Les effets de la bioturbation sont classiquement regroupés en cinq types qui se distinguent par le mode de remaniement du sédiment (François, 1999 ; François et al., 1997 ; François et al., 2001 ; François et al., 2002 ; Michaud et al., 2005 ; Figure 3) :

- (1) la biodiffusion (« de surface ») résulte de l’activité d’organismes benthiques vivant dans les premiers centimètres du sédiment. Leur déplacement provoque l’homogénéisation mécanique et aléatoire du substrat dans les trois dimensions ;

- (2) la bioirrigation est très similaire à la biodiffusion mais est générée par des organismes qui construisent des galeries ou des terriers dans le sédiment. Ces biodiffuseurs à galerie assurent l’irrigation du sédiment en créant des courants d’eau à des fins respiratoires et alimentaires ;

- (3) la bioadvection (ou bioconvoyage) est induite directement par les organismes qui ingèrent des particules sédimentaires en profondeur (zone anoxique) et rejettent leurs pelotes fécales à la surface du sédiment. Ces organismes sont regroupés dans la catégorie des convoyeurs. Après avoir transité le long du tractus digestif de l’animal, le sédiment réduit se retrouve à l’interface eau-sédiment en milieu oxique. Ce transport orienté vers le haut induit un lien direct entre deux strates géochimiques non-adjacentes et différentes. La bioadvection peut être aussi orientée vers le bas ; les organismes sont alors qualifiés de convoyeurs inverses (4) ;

- (5) la regénération se déroule lorsque les terriers ou les galeries sont abandonnés (Figure 3 : 12). Ils permettent un contact direct entre l’eau surnageante et le sédiment plus profond

(anoxique), et sont progressivement comblés par des particules sédimentaires provenant de la surface.

(1) Biodiffuseur (2) Biodiffuseur à galerie

(3) Convoyeur (4) Convoyeur inverse

(5) Regénérateur

Figure 3. Activités bioturbatrices de la macrofaune benthique (d’après François et al., 1997).

A travers leurs caractéristiques éthologiques (régime trophique, activité de déplacement, structures biogènes,…), les invertébrés benthiques vont ainsi influencer (i) la séquestration et la distribution verticale de la matière organique dans les différentes couches sédimentaires, (ii) les taux et les voies de sa minéralisation en agissant sur l’oxygénation du sédiment, (iii) les mouvements des solutés, et par conséquent, (iv) les flux de composés dissous à l’interface eau-sédiment (Aller, 1988 ; Gilbert et al., 1995 ; Kristensen, 2000 ; Aller, 2001 ; Grenz et al., 2003 ; Welsh, 2003 ; Waldbusser et al., 2004).

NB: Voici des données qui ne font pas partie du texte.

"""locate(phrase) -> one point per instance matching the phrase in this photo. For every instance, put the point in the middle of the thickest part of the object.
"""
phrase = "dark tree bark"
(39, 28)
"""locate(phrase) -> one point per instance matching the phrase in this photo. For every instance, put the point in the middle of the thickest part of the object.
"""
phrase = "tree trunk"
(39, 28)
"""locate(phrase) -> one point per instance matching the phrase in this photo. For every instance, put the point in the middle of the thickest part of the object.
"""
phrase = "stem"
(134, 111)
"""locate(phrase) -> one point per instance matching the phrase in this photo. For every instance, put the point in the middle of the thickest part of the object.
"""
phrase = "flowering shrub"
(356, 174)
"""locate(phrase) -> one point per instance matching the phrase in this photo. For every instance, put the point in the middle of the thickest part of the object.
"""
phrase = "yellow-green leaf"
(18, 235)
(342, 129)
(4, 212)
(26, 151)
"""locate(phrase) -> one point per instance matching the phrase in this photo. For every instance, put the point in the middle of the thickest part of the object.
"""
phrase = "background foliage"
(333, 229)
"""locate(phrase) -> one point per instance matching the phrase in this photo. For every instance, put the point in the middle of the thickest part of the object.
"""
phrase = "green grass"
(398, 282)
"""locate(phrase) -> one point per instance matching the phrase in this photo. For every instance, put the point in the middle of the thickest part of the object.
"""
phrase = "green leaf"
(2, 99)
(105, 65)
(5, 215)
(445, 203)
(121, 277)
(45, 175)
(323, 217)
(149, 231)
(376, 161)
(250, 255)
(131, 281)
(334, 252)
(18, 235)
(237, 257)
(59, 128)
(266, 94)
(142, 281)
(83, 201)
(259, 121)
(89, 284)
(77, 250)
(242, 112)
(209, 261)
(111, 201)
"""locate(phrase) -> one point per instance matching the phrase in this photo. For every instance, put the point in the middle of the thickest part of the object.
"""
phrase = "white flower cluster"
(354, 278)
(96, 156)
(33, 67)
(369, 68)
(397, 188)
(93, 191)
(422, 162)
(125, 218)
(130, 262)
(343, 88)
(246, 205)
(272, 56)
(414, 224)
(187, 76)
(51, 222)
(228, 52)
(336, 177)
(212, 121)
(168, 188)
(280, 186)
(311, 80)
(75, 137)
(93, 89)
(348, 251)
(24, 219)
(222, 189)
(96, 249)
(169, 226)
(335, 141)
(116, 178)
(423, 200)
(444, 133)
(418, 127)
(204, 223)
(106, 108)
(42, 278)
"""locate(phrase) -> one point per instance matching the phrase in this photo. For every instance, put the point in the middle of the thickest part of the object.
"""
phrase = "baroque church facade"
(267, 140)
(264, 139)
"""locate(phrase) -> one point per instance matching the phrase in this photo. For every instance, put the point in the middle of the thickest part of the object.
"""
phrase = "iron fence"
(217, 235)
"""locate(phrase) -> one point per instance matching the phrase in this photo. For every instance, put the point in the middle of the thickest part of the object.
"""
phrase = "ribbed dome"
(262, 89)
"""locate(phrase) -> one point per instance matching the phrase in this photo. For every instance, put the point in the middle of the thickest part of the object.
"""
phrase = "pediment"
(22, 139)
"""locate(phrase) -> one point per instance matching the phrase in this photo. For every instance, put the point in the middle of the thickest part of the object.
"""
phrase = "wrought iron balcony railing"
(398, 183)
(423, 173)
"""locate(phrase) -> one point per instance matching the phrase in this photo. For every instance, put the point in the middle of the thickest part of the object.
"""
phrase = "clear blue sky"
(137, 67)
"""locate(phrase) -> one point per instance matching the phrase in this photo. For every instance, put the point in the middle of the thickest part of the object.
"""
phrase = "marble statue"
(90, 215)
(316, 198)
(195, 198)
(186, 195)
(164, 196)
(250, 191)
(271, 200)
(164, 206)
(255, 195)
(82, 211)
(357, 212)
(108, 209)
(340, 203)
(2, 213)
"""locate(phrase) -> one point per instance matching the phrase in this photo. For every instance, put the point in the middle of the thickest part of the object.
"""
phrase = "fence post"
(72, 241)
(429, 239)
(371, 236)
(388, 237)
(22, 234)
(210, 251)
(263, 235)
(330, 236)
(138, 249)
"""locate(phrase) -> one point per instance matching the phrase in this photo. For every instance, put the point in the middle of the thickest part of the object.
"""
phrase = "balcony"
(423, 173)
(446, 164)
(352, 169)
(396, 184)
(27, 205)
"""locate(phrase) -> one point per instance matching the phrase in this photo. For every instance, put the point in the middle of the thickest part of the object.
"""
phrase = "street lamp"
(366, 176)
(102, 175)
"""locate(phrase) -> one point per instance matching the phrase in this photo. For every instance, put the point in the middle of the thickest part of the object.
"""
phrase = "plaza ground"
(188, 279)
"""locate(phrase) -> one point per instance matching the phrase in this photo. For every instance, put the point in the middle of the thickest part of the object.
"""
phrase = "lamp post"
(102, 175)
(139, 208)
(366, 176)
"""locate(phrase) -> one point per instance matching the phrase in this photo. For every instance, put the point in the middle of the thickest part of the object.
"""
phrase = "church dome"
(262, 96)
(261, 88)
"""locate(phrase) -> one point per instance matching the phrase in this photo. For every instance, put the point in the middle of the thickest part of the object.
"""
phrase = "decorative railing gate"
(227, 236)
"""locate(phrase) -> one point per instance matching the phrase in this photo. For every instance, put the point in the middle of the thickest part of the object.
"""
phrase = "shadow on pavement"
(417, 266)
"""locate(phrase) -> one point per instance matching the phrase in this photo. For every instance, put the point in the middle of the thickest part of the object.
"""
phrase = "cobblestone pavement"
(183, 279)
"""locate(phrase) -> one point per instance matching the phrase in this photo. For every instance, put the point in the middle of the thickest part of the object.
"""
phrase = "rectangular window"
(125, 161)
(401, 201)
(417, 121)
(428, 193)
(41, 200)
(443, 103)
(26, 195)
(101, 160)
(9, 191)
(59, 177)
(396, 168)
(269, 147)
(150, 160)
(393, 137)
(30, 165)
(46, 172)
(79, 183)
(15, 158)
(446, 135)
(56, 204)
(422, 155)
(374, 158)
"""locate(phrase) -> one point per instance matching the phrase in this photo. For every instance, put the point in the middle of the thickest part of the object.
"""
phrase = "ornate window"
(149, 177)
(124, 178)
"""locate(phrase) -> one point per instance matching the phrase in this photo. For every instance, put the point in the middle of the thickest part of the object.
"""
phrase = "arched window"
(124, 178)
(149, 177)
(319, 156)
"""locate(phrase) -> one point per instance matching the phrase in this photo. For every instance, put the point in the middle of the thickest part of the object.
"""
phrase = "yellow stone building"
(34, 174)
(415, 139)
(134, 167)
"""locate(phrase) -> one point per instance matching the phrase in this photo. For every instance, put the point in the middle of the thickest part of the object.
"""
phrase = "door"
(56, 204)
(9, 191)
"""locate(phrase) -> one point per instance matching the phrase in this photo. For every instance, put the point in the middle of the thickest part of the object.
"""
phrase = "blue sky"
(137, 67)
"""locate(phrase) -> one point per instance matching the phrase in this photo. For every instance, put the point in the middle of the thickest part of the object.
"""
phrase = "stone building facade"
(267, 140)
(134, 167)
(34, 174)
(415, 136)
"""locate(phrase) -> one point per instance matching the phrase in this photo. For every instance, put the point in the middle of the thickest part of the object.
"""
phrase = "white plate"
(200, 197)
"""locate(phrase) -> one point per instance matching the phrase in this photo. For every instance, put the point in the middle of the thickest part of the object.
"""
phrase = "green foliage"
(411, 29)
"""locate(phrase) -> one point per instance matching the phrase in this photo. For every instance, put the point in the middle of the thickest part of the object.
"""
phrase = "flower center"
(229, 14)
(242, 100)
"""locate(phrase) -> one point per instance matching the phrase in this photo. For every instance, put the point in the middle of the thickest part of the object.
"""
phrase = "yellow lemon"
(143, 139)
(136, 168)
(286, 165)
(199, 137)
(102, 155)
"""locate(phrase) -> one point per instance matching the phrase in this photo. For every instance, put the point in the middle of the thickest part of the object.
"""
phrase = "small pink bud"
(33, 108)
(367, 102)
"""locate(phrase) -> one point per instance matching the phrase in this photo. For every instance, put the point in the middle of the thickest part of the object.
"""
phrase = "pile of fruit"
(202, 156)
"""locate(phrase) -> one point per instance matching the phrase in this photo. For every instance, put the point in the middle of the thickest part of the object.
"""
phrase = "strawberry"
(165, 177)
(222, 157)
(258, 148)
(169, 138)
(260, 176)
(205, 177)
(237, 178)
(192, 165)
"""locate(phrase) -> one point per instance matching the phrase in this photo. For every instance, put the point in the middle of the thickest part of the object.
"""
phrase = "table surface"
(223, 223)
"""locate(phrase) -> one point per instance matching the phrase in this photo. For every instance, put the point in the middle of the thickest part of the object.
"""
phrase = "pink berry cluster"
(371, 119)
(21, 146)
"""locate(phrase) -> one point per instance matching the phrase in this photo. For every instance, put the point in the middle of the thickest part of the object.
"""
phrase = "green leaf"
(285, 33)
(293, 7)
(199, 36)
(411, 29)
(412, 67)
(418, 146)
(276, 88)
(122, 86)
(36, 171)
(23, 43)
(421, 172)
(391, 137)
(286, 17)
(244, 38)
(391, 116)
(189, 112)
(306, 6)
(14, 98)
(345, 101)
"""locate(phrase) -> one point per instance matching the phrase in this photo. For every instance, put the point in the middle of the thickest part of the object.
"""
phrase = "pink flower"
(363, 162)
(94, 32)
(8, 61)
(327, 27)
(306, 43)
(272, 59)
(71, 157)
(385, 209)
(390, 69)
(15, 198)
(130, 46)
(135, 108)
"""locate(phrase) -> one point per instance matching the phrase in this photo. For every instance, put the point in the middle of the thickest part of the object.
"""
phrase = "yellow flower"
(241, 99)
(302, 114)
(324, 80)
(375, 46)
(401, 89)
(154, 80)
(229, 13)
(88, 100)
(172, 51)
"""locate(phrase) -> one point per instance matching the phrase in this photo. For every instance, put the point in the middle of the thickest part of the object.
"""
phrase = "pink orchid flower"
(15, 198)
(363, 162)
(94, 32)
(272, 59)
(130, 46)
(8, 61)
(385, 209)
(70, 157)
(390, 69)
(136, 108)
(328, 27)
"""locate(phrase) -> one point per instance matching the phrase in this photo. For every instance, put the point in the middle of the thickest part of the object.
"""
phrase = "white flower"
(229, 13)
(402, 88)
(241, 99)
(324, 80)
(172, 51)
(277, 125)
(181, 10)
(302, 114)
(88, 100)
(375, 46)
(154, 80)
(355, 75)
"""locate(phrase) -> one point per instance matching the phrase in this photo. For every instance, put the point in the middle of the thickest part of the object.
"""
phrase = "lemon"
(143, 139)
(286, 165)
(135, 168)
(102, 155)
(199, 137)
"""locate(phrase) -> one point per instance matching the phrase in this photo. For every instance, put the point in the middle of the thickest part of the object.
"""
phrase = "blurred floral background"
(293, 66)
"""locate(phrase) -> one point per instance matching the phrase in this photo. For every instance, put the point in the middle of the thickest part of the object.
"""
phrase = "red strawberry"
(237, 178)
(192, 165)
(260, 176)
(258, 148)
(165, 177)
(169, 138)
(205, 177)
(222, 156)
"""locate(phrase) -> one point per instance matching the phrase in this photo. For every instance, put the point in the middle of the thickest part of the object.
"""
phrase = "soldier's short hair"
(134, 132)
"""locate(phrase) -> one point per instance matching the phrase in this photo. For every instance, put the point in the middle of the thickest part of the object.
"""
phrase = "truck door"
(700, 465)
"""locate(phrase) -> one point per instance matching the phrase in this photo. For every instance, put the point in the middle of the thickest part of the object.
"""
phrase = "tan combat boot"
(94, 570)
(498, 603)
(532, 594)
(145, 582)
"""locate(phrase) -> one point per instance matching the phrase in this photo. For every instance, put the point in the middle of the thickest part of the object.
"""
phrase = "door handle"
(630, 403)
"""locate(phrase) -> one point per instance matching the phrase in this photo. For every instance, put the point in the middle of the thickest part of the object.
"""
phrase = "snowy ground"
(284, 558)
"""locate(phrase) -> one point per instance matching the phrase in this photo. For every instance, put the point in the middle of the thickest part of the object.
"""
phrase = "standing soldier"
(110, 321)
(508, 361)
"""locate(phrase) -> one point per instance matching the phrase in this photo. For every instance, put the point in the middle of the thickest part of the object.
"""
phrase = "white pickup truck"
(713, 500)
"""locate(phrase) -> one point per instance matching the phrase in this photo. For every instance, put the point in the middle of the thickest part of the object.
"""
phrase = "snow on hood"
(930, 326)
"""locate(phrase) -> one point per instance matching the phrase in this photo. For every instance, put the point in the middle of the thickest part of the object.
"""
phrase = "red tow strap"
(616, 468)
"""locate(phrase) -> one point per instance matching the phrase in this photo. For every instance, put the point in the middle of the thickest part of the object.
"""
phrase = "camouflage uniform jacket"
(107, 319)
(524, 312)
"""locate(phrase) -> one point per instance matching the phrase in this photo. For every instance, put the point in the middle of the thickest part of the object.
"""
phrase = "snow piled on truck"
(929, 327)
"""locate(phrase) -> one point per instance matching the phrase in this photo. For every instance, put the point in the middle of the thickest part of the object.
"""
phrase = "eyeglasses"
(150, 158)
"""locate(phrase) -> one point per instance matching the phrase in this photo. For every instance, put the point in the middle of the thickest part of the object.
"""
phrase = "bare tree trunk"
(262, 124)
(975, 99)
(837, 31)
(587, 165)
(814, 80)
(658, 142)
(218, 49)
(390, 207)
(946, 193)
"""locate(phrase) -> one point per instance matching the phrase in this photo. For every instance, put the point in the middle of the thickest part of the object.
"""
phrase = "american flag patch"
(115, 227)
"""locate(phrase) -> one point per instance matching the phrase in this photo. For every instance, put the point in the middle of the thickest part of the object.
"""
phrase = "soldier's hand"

Les organismes benthiques, via leur rôle dans le remaniement sédimentaire, sont ainsi des acteurs incontestables dans les cycles géochimiques globaux (Gilbert, 2003) et dans le fonctionnement du système qu’ils composent.

La question de savoir dans quelle mesure la diversité biologique de ces organismes conditionne les flux de matière et d’énergie, nourrit de nombreux débats et stimule les recherches de l’importance et des effets de la diversité dans le fonctionnement des écosystèmes dont la stabilité et les biens et services qu’ils fournissent sont menacés par les activités anthropiques (Naeem et al., 1994 ; Tilman & Downing, 1994 ; Chapin et al., 2000 ; Loreau et al., 2001 ; Marinelli & Williams, 2003 ; Naeem & Wright, 2003 ; Covich et al., 2004).